The trustee charged with recovering money for defrauded Bernard Madoff
investors has sued one of those investors. According to The Wall Street Journal, the so-called “claw back” lawsuit seeks to recover false profits from an investor who withdrew money from Madoff’s funds before his Ponzi scheme was revealed. It is likely that many other claw back lawsuits will be filed before the entire sad affair is finally put to rest.
Under the bankruptcy code, trustees may sue investors for any fictional profits and principal they withdrew in the six years before a fraud was exposed. The claw backs are permitted because in scheme’s like Madoff’s, such withdrawals are paid using other investors’ money.
The lawsuit was filed in bankruptcy court in Manhattan against Vizcaya Partners Ltd., a Madoff investor based in the British Virgin Islands, and the investor’s bank, Gibraltar-based Banque Jacob Safra Ltd, The Wall Street Journal said. The lawsuit is seeking to recover about $150 million that was withdrawn just six weeks before Madoff confessed his Ponzi scheme.
According to Newsday, the Madoff trustee is asking the bankruptcy court to wipe out the transfer and put the $150 million into the larger of recovered assets that will be used to repay Madoff victims – including Vizcaya. Picard said the transfer is a “preference” payment that shouldn’t be allowed since it took place within 90 days of Madoff’s fraud admission.
On March 12, Madoff pleaded guilty to 11 fraud counts. The former chairman of the NASDAQ stock exchange ran an investment advisory business for decades that was, in reality, a Ponzi scheme. Last November, Madoff told his investors that his fund held more than $65 billion, but in reality, he only had a fraction of that amount. Madoff faces up to 150 years in prison.
The Madoff trustee has so far recovered about $1 billion in assets that will eventually be divided among the Ponzi schemer’s victims. Unfortunately, most experts believe Madoff’s victims will only recover pennies on the dollar.

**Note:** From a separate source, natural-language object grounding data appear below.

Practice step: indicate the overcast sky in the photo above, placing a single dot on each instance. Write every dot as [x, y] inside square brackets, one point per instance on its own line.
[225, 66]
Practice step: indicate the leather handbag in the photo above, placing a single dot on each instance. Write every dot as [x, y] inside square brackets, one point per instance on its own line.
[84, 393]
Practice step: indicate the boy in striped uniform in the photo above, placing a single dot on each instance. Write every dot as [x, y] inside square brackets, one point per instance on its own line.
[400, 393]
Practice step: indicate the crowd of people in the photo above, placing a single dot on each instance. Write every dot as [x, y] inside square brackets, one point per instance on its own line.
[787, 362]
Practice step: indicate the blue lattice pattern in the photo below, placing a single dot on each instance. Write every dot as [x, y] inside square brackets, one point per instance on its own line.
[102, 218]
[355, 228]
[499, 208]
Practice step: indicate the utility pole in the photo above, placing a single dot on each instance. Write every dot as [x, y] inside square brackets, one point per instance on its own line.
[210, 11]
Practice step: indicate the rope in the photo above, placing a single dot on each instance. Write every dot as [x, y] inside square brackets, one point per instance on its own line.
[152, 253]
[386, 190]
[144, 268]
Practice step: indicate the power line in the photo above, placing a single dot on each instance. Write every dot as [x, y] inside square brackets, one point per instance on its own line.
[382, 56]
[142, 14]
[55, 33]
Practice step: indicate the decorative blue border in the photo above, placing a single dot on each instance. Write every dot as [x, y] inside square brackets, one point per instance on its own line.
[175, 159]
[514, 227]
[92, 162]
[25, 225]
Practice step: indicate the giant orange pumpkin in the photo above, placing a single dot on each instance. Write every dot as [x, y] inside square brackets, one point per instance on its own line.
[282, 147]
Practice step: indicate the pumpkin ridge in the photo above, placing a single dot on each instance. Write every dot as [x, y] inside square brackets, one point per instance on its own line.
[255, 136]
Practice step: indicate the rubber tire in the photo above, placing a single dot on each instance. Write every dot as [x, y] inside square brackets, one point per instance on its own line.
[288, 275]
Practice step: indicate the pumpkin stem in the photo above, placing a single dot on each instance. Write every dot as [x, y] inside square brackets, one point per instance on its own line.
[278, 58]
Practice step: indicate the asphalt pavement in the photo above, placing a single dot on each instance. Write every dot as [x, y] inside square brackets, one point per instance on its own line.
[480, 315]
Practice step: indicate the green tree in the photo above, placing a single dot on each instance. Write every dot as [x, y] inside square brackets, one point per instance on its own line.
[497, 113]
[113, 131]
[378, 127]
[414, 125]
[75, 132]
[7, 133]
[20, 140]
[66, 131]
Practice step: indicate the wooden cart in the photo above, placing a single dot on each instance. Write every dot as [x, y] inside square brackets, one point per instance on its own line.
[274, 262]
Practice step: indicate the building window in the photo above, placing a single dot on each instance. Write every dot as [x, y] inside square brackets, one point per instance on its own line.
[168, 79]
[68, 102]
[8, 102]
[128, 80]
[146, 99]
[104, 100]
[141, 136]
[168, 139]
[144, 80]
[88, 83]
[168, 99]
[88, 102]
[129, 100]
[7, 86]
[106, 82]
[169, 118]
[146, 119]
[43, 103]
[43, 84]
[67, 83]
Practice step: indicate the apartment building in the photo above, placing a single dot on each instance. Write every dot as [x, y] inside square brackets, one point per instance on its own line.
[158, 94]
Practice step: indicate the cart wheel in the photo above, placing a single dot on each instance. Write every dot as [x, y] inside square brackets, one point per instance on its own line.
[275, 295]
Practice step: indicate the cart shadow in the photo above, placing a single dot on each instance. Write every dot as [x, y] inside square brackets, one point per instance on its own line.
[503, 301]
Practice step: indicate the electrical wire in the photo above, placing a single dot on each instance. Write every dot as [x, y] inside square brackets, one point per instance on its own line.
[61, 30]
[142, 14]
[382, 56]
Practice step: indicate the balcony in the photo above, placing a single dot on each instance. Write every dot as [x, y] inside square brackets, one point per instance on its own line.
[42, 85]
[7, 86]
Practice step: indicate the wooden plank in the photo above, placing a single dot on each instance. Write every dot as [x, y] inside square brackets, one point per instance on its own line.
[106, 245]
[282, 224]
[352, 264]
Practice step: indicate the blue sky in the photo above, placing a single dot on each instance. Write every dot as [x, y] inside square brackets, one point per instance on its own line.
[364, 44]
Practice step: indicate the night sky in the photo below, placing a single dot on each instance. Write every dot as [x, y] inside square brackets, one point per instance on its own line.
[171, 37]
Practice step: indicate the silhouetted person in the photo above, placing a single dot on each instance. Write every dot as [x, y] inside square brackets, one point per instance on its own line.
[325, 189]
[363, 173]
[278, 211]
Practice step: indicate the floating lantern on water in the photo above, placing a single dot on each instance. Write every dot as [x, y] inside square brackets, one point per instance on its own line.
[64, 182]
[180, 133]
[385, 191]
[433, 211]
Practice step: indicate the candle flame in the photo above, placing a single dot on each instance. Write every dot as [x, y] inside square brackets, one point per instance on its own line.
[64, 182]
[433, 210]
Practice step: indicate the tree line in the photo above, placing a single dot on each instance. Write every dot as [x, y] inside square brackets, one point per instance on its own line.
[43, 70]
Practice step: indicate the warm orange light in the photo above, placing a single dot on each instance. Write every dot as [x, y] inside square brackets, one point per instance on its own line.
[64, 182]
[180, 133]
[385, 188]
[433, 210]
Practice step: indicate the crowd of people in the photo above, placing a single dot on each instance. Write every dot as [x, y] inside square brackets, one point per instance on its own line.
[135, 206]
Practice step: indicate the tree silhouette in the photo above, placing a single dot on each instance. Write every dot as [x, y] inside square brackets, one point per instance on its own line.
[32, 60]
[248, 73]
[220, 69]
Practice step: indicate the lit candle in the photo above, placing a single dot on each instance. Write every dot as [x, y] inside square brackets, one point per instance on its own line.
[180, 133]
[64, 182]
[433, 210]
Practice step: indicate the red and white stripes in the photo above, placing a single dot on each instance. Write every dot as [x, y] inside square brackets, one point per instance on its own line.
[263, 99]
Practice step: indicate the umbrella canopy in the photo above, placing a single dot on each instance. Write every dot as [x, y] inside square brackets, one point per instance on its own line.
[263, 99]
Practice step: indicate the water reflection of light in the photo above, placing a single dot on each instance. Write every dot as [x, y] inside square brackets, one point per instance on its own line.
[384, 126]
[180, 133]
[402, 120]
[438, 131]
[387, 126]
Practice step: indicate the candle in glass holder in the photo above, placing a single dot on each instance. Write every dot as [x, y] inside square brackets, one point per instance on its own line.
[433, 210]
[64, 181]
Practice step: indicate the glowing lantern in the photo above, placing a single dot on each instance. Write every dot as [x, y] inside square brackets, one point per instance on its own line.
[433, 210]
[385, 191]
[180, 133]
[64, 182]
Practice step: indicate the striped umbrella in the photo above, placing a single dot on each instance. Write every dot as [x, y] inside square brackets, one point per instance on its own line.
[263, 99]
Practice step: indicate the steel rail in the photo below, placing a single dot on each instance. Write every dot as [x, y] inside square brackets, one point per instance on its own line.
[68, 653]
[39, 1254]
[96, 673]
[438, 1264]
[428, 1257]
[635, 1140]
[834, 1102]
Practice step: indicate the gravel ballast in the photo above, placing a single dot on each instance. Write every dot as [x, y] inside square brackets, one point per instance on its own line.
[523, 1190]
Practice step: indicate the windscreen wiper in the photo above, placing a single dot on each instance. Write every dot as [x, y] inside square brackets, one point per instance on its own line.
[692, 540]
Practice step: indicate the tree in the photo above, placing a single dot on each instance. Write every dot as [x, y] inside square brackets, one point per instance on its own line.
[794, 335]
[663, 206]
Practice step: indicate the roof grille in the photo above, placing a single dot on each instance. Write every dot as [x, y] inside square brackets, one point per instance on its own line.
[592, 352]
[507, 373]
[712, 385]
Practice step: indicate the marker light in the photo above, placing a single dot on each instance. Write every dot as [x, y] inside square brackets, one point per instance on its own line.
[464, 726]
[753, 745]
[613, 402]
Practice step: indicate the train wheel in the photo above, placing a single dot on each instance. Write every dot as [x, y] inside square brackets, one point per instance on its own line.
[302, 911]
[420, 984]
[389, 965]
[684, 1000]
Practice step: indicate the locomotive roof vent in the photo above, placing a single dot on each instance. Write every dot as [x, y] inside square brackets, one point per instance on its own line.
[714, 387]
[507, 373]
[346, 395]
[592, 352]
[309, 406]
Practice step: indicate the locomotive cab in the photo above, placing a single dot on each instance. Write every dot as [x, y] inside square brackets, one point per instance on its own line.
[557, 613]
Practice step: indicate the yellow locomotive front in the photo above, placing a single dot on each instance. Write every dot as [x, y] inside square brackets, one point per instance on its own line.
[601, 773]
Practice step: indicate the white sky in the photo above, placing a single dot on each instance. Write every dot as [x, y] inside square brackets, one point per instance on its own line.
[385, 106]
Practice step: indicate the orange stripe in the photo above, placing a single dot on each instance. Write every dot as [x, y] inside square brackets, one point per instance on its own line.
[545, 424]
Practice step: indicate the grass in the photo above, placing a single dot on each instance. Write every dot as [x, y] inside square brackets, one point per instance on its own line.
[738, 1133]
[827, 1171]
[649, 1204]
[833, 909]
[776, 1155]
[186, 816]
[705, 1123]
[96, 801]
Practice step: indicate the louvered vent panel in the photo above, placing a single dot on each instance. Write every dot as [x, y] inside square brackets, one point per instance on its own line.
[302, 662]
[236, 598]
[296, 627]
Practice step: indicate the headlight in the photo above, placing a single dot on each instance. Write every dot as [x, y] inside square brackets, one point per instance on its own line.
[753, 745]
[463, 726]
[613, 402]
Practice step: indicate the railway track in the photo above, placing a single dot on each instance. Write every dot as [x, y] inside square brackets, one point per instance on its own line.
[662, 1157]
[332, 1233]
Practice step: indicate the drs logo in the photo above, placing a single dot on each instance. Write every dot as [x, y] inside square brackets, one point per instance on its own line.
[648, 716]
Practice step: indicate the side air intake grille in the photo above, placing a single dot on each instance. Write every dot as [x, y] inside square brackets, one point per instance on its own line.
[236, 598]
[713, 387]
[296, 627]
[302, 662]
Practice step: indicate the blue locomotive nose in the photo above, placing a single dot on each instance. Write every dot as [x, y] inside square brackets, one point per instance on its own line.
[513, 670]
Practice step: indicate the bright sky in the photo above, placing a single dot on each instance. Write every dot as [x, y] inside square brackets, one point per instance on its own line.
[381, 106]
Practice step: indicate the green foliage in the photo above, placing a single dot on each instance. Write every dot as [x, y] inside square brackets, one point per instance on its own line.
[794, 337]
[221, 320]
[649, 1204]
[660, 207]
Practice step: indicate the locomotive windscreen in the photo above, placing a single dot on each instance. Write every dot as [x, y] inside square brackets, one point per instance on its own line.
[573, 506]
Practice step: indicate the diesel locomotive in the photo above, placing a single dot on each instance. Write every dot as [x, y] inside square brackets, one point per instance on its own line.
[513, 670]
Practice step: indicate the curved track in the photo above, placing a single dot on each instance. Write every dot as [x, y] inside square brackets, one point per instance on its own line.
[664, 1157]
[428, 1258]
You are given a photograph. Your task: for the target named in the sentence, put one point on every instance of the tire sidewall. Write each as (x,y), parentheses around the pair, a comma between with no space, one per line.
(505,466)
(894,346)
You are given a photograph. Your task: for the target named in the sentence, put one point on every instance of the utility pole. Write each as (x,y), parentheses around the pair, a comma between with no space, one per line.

In addition to the asset liquidation, some investors might be able to recover up to $500,000 each through the Securities Investor Protection Corp. (SIPC). The SIPC, which acts essentially as an insurance fund for victims of securities fraud, sent out 8,000 claim forms to Madoff investors who might be eligible for recovery in early January. However, third-party investors – those whose Madoff investments were made through other entities – might not be eligible for the full SIPC benefit. Those investors could choose to sue the third party, and some hedge funds have already been named in such lawsuits.